Hace solo un mes, la presidenta de la Comisión Europea reconoció dónde estaba el problema. «No basta reaccionar, es preciso disuadir», declaró con firmeza y convicción ante el Parlamento, y tenía toda la razón. Pero el resto de su discurso ni siquiera se acercaba al listón que ella misma se había fijado. Ninguna de las tres soluciones que defendió aquel día —la muralla de drones, la adquisición conjunta de capacidades críticas y la potenciación de la industria de defensa— se aproxima a lo que se necesita para disuadir a Putin.

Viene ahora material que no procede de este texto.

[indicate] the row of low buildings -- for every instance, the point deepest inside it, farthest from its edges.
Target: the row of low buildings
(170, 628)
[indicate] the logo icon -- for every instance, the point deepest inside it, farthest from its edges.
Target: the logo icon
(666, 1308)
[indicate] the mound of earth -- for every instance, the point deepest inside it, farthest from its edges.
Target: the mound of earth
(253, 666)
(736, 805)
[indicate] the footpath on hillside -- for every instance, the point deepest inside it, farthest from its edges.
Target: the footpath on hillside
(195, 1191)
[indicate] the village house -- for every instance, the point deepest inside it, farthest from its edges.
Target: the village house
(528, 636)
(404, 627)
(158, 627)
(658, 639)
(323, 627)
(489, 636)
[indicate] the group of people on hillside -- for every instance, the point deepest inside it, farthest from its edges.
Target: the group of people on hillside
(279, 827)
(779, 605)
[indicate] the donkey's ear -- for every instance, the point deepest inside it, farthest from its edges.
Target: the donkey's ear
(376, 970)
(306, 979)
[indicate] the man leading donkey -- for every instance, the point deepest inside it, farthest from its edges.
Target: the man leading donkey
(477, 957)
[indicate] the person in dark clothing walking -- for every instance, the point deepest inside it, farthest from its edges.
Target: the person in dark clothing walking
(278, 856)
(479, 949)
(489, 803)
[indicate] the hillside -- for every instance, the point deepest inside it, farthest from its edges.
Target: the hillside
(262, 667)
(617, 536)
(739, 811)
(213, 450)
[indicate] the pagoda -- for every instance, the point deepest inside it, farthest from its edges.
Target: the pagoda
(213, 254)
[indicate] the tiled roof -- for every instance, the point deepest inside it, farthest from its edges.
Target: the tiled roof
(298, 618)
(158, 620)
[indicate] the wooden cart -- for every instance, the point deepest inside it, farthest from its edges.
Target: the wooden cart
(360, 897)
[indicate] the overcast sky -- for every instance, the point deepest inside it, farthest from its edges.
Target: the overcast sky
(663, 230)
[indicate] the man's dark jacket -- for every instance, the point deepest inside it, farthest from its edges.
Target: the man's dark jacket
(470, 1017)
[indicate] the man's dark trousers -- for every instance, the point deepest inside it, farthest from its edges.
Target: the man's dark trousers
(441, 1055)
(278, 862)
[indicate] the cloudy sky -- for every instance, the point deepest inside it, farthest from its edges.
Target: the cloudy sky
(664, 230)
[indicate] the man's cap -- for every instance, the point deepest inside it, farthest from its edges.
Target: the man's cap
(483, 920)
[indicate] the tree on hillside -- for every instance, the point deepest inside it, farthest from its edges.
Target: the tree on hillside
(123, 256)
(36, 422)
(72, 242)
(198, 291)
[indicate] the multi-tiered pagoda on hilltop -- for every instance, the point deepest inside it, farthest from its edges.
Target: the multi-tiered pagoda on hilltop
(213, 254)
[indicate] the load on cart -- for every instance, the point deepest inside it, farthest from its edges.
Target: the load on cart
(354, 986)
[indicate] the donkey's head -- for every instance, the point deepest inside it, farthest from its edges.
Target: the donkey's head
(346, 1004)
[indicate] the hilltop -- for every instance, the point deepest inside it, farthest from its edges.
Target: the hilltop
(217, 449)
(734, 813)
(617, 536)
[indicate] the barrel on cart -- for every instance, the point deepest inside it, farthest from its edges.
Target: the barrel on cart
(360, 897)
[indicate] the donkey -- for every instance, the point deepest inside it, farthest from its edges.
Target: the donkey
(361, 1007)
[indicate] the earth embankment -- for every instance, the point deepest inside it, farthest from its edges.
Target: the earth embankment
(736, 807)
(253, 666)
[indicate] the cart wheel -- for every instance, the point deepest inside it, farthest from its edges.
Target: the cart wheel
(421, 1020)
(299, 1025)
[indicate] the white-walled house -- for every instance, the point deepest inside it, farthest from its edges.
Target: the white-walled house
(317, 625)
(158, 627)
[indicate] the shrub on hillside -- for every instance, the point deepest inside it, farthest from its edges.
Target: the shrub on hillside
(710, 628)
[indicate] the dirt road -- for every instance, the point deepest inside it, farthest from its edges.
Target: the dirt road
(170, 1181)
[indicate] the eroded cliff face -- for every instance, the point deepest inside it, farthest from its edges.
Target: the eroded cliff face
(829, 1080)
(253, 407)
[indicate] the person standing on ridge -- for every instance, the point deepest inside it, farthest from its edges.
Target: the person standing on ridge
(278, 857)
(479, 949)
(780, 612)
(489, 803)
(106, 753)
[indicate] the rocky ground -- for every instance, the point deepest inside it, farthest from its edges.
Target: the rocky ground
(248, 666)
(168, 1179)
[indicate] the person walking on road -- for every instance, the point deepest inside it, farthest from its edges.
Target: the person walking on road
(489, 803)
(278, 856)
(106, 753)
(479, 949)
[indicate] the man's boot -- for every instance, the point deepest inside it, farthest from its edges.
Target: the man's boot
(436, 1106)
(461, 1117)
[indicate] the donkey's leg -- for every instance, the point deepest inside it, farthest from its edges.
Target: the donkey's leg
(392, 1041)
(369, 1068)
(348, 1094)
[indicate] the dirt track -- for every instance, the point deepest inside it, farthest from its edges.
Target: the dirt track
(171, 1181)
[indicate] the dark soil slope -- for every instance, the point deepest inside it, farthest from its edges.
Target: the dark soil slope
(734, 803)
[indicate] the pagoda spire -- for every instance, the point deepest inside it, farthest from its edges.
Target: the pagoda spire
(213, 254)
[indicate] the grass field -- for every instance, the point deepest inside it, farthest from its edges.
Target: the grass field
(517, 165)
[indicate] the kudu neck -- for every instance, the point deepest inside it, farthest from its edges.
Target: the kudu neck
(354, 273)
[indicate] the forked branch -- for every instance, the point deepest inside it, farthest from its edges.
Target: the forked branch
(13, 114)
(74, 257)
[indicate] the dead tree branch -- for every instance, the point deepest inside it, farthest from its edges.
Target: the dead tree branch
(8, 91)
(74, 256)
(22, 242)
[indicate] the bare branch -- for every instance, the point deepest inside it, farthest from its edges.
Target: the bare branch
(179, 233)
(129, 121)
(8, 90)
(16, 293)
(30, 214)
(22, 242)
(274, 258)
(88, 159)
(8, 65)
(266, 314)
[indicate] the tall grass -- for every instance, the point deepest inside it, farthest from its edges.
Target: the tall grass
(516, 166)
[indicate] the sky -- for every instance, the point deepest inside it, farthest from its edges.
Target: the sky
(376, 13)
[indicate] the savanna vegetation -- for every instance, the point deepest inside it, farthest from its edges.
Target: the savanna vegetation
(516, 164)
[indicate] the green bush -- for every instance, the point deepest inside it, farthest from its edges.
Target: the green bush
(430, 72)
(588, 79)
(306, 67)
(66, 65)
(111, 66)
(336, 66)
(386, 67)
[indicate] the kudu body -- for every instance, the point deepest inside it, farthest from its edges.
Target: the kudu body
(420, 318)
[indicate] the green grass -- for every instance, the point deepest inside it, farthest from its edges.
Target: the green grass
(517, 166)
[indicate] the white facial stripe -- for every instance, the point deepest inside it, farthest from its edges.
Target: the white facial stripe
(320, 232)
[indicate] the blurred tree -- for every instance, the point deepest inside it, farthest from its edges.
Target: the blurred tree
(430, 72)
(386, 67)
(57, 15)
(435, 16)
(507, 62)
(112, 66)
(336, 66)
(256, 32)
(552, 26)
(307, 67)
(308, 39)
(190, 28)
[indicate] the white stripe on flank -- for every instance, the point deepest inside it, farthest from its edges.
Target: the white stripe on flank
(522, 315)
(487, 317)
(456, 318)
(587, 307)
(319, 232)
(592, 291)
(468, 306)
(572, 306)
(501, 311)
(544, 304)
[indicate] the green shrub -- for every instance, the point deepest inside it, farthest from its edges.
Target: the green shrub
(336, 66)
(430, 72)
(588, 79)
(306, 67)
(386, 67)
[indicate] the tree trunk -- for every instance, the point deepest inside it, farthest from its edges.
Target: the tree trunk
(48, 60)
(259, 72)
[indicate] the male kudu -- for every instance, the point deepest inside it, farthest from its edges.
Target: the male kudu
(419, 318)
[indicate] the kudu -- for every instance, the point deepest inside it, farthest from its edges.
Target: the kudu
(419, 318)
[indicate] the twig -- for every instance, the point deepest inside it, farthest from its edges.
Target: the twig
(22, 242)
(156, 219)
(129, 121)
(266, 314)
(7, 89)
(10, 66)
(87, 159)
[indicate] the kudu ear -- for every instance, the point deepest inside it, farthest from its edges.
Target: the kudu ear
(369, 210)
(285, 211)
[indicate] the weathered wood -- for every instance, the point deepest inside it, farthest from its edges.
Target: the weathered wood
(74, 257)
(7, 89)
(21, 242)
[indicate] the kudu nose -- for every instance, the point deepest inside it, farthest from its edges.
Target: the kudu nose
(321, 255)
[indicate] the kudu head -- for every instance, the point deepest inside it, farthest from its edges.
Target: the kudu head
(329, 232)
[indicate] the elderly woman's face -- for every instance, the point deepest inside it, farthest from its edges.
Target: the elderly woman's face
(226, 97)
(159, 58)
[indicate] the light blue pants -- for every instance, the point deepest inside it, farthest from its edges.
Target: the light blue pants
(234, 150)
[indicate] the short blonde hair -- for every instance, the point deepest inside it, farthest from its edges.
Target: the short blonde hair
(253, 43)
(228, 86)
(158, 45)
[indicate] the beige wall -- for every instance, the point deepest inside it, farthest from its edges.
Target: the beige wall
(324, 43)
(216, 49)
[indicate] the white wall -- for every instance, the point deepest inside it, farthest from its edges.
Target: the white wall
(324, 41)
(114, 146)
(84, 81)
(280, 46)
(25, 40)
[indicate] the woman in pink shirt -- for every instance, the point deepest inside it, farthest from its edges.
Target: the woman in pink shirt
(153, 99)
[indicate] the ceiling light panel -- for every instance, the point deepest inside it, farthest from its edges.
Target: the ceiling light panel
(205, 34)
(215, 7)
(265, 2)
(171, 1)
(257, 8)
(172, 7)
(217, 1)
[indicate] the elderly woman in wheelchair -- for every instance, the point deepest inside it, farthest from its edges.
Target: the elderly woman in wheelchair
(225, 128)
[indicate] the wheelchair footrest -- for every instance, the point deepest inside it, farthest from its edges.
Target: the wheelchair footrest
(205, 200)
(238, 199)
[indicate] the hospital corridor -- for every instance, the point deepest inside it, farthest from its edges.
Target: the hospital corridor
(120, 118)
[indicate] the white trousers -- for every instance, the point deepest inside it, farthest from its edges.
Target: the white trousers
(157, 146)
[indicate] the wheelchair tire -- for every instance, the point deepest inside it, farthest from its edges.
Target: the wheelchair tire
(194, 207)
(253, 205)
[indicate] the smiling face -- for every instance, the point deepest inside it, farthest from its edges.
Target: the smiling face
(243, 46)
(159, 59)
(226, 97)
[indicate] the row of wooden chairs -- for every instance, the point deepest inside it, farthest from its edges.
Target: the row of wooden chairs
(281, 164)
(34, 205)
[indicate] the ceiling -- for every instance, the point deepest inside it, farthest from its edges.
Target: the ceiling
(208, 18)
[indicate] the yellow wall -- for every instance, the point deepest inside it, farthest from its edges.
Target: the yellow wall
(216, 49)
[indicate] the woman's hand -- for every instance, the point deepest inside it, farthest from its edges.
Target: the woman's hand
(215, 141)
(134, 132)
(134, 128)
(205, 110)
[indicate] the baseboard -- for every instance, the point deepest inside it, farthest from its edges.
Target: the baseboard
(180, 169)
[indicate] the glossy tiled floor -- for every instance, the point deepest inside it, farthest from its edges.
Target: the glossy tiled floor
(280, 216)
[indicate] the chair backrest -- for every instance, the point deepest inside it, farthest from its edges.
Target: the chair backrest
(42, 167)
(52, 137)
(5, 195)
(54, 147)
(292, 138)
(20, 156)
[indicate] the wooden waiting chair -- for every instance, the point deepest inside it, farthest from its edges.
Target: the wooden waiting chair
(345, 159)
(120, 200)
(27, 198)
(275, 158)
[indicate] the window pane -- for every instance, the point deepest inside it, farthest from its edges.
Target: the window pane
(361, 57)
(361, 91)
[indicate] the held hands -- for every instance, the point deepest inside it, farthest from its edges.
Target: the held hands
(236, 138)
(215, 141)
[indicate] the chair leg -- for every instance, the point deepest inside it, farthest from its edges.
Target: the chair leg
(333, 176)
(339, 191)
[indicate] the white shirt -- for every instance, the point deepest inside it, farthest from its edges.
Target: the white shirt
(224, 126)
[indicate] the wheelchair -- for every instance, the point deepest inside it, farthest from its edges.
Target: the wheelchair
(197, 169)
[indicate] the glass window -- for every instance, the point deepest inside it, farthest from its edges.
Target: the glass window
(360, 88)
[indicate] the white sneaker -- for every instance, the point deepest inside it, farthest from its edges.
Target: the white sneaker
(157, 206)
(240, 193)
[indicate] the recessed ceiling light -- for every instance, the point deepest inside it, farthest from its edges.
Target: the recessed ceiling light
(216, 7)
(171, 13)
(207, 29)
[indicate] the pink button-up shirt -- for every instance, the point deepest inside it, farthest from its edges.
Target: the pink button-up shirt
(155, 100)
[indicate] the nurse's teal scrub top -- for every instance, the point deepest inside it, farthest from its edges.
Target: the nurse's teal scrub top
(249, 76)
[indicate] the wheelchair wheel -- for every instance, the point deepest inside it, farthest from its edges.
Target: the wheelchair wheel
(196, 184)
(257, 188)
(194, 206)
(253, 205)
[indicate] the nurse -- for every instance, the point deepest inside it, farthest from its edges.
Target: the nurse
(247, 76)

Piense el lector en la muralla de drones, el mejor botón de muestra de una estrategia equivocada. Nos vamos a gastar muchos miles de millones de euros para poder derribarlos con un coste menor. Puede que lo consigamos. Si es así, que sepa el dictador que, si interrumpe las operaciones del aeropuerto de Barajas durante algunas horas, se arriesga a quedarse sin su dron. Si no fuera trágico, daría la risa. ¿Es que alguien cree que al dictador le importa perder un dron, un misil o un soldado? De las tres cosas tiene en abundancia y las tres están muy lejos de su propio centro de gravedad: el lento paso de sus tropas en Ucrania, que daña su prestigio como líder y, poco a poco, desangra demográfica y económicamente a la Federación.
En nuestra debilidad está la esperanza de Putin de conseguir una victoria rápida, y eso no lo cambian los 800.000 millones de euros que Von der Leyen se jacta de haber puesto sobre la mesa. Si no sabemos qué hacer con ellos, servirán de muy poco. Sí, podrían resolver los problemas de stock de las fuerzas armadas de muchos países europeos; pero la guerra tiene reglas diferentes de las del mercado y, aunque quizá consigamos tener los almacenes llenos, no podemos vencer si las olvidamos.